Sean Kotz
Radford University
RADFORD – Radford University’s College of Visual and Performing Arts will present a two-
day world premiere of music videos created by guest composer James Caldwell and animator
and art professor, Eloise Philpot.
The event is a visualization of Caldwell’s 2021 album, Pocket Music, a series of electronic works that gets its name from the raw materials for the creation.
“The original set used sounds I made with things I found in my pockets while working in the
studio,” Caldwell said. “Coins, keys, a plastic pill bottle, a comb, a paperback book, a rubber band, and a screwdriver struck against a wrench.”
As he worked on the project, Caldwell expanded his assorted musical tools to include ping-pong
balls, a stapler, M&M’s, binder clips, finger cymbals, a pencil run over the back of a chair, and a
wine glass. He also included objects he found in his yard from cicadas and birds to lawn furniture and garden stones.
Caldwell then manipulated the sounds into music by filtering, modulating, slicing and dicing, using a myriad of techniques available to the digital sound sculptor.

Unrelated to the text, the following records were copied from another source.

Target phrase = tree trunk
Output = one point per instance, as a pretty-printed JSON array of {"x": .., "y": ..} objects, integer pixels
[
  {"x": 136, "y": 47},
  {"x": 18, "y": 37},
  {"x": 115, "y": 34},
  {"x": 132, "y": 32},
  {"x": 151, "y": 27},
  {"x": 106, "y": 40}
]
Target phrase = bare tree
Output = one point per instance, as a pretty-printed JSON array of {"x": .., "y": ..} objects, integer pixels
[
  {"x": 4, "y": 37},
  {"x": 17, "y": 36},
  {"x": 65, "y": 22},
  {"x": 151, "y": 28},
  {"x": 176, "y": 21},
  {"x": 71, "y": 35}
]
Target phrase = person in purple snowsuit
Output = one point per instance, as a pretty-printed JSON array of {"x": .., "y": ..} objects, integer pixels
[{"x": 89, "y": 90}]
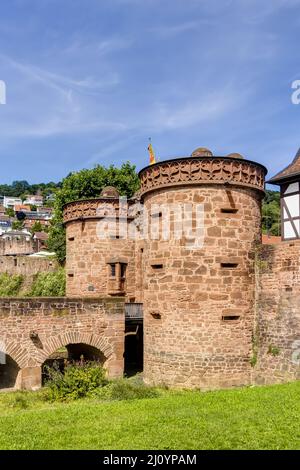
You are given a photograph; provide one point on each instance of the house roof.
(41, 236)
(289, 172)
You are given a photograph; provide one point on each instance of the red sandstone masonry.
(278, 313)
(191, 345)
(59, 322)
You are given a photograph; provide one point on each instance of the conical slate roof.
(292, 170)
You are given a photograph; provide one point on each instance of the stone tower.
(199, 299)
(192, 265)
(100, 259)
(289, 181)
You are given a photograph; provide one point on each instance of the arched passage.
(72, 353)
(9, 371)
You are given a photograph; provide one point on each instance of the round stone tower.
(199, 279)
(100, 257)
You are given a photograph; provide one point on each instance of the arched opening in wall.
(72, 353)
(9, 370)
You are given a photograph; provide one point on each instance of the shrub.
(49, 284)
(124, 389)
(10, 285)
(77, 380)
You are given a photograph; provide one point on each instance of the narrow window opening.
(229, 265)
(230, 317)
(229, 210)
(123, 270)
(157, 266)
(113, 270)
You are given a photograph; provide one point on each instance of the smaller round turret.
(110, 192)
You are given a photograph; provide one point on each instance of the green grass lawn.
(248, 418)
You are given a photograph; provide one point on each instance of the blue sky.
(88, 81)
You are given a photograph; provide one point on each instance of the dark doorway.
(8, 373)
(133, 356)
(76, 352)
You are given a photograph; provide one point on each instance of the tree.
(10, 212)
(85, 184)
(17, 225)
(37, 227)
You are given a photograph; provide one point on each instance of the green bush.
(76, 381)
(10, 285)
(49, 284)
(124, 389)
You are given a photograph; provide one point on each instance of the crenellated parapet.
(202, 170)
(97, 209)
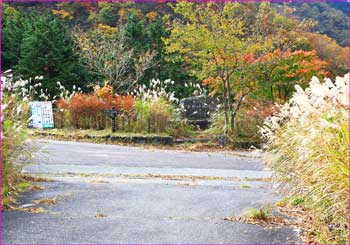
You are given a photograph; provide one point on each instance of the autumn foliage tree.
(279, 71)
(218, 43)
(106, 54)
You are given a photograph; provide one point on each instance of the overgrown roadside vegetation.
(308, 148)
(14, 134)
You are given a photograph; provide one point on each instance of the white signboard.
(41, 114)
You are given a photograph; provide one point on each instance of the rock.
(198, 109)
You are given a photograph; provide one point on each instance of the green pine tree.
(47, 50)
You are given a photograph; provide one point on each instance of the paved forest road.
(115, 194)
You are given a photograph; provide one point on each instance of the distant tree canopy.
(331, 18)
(37, 40)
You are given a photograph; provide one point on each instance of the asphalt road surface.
(112, 194)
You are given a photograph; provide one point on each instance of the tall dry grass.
(308, 147)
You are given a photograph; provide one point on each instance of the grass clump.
(308, 147)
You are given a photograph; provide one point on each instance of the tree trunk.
(234, 113)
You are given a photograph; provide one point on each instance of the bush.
(14, 119)
(308, 146)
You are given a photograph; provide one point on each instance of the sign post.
(112, 113)
(41, 114)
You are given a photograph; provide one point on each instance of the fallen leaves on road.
(100, 215)
(35, 178)
(47, 201)
(298, 218)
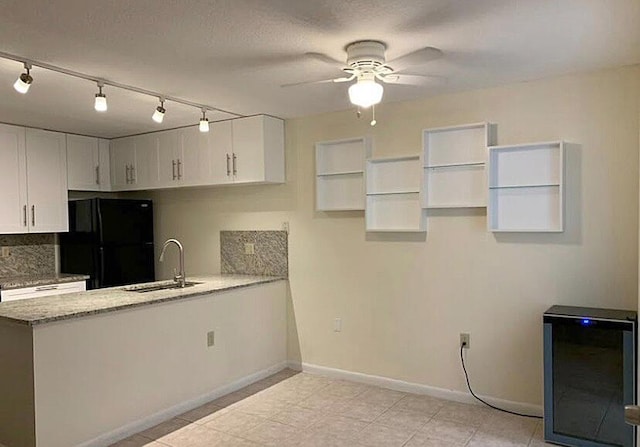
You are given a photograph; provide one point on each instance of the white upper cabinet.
(258, 150)
(146, 167)
(104, 163)
(204, 154)
(123, 160)
(46, 155)
(13, 181)
(83, 163)
(170, 159)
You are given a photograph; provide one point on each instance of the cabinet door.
(123, 158)
(248, 149)
(145, 173)
(83, 160)
(47, 181)
(104, 173)
(221, 148)
(171, 169)
(13, 180)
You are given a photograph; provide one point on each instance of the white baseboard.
(125, 431)
(416, 388)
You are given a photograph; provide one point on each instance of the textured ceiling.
(235, 54)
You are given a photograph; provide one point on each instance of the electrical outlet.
(465, 340)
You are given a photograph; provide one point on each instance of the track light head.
(24, 81)
(158, 115)
(100, 103)
(204, 122)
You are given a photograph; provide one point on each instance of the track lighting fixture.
(204, 121)
(24, 81)
(158, 115)
(100, 103)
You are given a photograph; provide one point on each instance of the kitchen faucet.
(180, 276)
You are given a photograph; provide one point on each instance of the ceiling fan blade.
(411, 78)
(321, 57)
(321, 81)
(418, 57)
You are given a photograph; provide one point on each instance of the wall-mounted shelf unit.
(340, 168)
(526, 187)
(453, 165)
(393, 195)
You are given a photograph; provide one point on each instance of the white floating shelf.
(393, 195)
(526, 187)
(340, 168)
(454, 161)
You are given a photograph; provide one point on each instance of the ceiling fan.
(366, 64)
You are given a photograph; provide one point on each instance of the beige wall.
(404, 299)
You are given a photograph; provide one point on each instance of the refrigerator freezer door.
(125, 264)
(125, 222)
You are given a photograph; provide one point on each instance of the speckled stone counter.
(75, 305)
(17, 282)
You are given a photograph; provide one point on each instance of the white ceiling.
(235, 54)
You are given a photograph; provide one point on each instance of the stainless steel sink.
(161, 286)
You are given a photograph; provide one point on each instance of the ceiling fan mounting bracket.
(366, 54)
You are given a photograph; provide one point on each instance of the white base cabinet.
(24, 293)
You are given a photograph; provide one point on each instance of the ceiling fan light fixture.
(24, 81)
(366, 92)
(158, 114)
(204, 122)
(100, 104)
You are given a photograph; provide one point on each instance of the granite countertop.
(17, 282)
(36, 311)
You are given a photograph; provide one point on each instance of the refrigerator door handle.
(632, 414)
(101, 279)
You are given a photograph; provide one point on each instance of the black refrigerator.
(111, 240)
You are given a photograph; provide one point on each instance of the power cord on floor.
(466, 376)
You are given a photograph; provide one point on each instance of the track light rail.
(131, 88)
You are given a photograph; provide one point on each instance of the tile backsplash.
(270, 253)
(28, 254)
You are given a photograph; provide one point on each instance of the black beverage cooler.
(589, 376)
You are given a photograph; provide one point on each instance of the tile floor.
(299, 409)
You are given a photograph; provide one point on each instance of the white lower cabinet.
(24, 293)
(33, 186)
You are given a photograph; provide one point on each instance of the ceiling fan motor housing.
(366, 53)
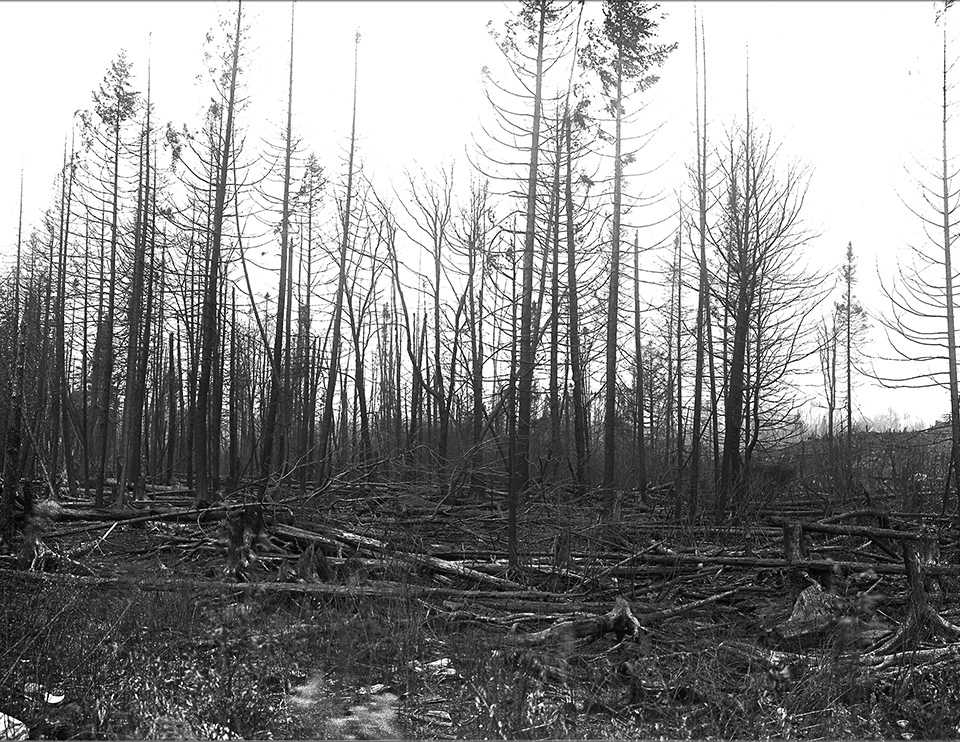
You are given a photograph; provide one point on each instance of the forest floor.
(374, 612)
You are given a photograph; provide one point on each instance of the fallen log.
(336, 538)
(374, 590)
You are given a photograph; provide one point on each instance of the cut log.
(336, 538)
(619, 620)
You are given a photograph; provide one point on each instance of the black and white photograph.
(510, 369)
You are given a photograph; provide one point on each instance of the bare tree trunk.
(613, 301)
(521, 455)
(639, 380)
(327, 420)
(270, 424)
(576, 366)
(208, 329)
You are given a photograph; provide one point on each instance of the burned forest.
(562, 437)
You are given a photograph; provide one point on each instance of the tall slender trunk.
(63, 389)
(15, 393)
(105, 332)
(639, 380)
(613, 299)
(208, 330)
(521, 463)
(576, 366)
(327, 420)
(947, 211)
(270, 423)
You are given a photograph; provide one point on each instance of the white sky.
(849, 88)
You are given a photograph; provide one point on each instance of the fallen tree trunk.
(336, 538)
(619, 620)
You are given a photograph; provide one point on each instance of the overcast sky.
(847, 88)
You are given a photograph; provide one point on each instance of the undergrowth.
(228, 666)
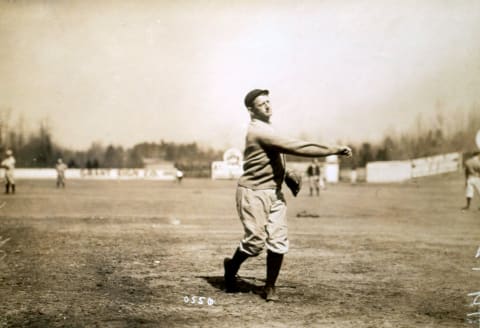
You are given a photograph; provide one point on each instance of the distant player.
(61, 168)
(472, 178)
(260, 202)
(313, 174)
(179, 176)
(9, 165)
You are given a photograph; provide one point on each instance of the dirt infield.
(133, 253)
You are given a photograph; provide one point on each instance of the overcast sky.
(124, 72)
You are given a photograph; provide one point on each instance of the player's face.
(261, 108)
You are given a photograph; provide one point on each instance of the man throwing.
(472, 178)
(260, 203)
(60, 167)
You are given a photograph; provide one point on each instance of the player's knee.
(254, 247)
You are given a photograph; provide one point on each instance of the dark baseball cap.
(250, 97)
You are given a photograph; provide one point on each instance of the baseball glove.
(293, 180)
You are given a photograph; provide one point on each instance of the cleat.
(271, 294)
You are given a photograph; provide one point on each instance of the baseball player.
(260, 202)
(472, 178)
(9, 165)
(313, 174)
(61, 168)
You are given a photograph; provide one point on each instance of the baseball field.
(149, 254)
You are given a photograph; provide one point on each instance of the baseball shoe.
(271, 294)
(230, 279)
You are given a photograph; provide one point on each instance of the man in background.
(9, 165)
(472, 178)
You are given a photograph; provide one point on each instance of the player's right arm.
(298, 147)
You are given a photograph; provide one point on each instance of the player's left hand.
(293, 180)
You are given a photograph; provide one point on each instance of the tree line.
(38, 149)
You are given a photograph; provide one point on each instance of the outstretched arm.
(301, 148)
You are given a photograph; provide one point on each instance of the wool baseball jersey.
(264, 162)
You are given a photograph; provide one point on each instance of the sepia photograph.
(251, 163)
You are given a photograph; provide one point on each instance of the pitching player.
(61, 168)
(260, 202)
(9, 165)
(472, 178)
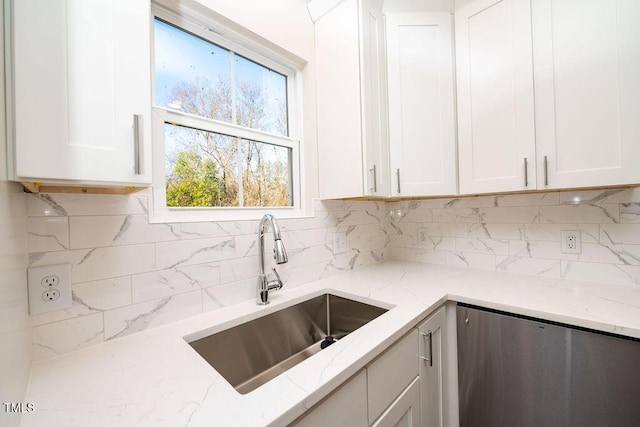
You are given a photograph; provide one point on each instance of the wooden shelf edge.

The collaboration with Philpot began to take shape when Radford music professor Bruce Mahin
received a copy of Pocket Music and thought it would be a good focus for a composer’s residency at Radford. Mahin shared the music with Philpot and found her interested in making videos in response. Then over the summer she digitally animated images she and some of her students created for the project.
“I felt that Mr. Caldwell’s electronic manipulation of sound into the rhythms and phrases of music was compatible to the way I electronically manipulate images into a time-based artwork,” she said.
For her contribution, Philpot used video software to lay out the timeline. Artwork for the animation was drawn on paper shot in a program called Dragon Frame and incorporated into the editing process of the video. But despite the contemporary technology, Philpot said the principles applied go back to her undergraduate and graduate studies in painting, animation, and media theory.
“The playfulness, experimentation, and exploration I learned at the New School continue to inform my work and teaching today” Philpot said. “The old revisits the present and is revised in new forms. So if some of my images have an old-fashioned look, I am finding these things are returning to inform the new.”
The unique audio-visual experience will take place in two locations from 9 a.m. through 5 p.m. on each of two days beginning today, Wednesday, Oct. 19 in the Scartelli Atrium of Covington Hall. At 7:30 p.m. in a panel discussion, Caldwell and Philpot will discuss their collaboration.
On Thursday, Oct. 20, the exhibition will be relocated to the atrium of Hemphill Hall on the
third floor. All events are free and open to the public.